La CC du Pays d’Uzès est à part dans ce classement car la majeure partie de son territoire est en réalité collectée par le syndicat SICTOM de la Région d’Uzès. Seule 8 communes sur 34 sont collectées en régie par la communauté de communes, leur typologie rurale permettant alors d’expliquer les bons résultats obtenus.
Même si les performances de ces collectivités sont plutôt bonnes comparées au reste du territoire régional, il convient de les relativiser au regard des résultats affichés par les autres régions françaises. En effet une étude de Zero Waste France de 2017 (2) recensait à cette date 91 collectivités produisant moins de 150 kg d’OMR par habitant-e et par an mais aucune en Occitanie, ce nombre ayant dû encore augmenter depuis. 18 EPCI produisaient même moins de 100 kg/hab./an d’OMR dans les régions Bretagne, Pays de la Loire, Grand Est, Bourgogne Franche Comté et Auvergne Rhône Alpes.
L’étude de Zero Waste France concluait que la principale raison des faibles niveaux de production d’OMR sur ces territoires était la Tarification Incitative qui était déployée dans 97% des territoires produisant moins de 150 kg d’OMR par habitant-e et par an.
Les Poubelles de Plomb
Les 3 EPCI produisant le plus d’OMR par habitant-e en 2021 sont le SMROM de Font-Romeu dans les Pyrénées-Orientales (576 kg/hab./an), la Communauté de Communes Terres de Camargue dans le Gard (567 kg/hab./an) et la Communauté de Communes Aure Louron dans les Hautes-Pyrénées (531 kg/hab./an).
Ces EPCI sont tous les trois de typologie très touristique avec un faible nombre d’habitant-es permanent-es et un très fort afflux de touristes en haute saison, leur population pouvant être multipliée entre 5 et 10 fois à cette période. Les ratios d’OMR étant ramené aux habitant-es permanents, cela peut donc expliquer ces niveaux très élevés, que l’on retrouve sur tous les territoires fortement touristiques.
Il est cependant possible, là aussi, de relativiser ces résultats en comparant avec d’autres territoires de typologie similaire. Ainsi la CC du Guillestrois au Queyras dans les Hautes-Alpes, par exemple, présente des caractéristiques semblables à la SMROM de Font-Romeu ou la CC Aure Louron en termes de nombre d’habitant-es permanents et de lits touristiques, mais avec des quantités d’OMR par habitant-e au moins 35% plus faible (346 kg/hab./an).
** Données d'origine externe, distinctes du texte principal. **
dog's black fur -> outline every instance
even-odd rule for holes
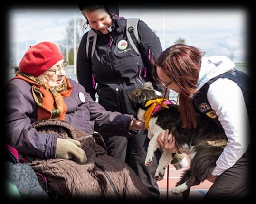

Pour arriver à atteindre ces résultats, la CC a mis en place de nombreuses actions pour réduire ses déchets à travers notamment le plan de prévention des déchets du syndicat de traitement SMITOMGA auquel elle est adhérente. A l’inverse, aucun des trois EPCI les plus mauvais d’Occitanie n’a mis en place de plan de prévention des déchets (PLPDMA) alors que ceux-ci sont pourtant obligatoires depuis 2012.
Conclusion
La région Occitanie montre globalement des niveaux de production de déchets plus élevés que la moyenne française, que ce soit en termes d’OMR ou de DMA. Le tourisme et la densité d’habitation sont souvent invoqués pour expliquer des productions de déchets importantes sur un territoire, mais c’est surtout le retard pris dans le déploiement de la tarification incitative qui explique cet écart avec des régions plus avancées comme la Bretagne ou la région Bourgogne-Franche-Comté. Au niveau des collectivités en charge de la collecte des déchets on retrouve également des différences de niveaux importantes, puisque, malgré les efforts qu’elles ont fournis, en particulier le déploiement de la redevance incitative, les collectivités les plus exemplaires de la Région, le SICOVAL et la CC Adour Madiran, sont encore loin des collectivités françaises les plus avancées en la matière.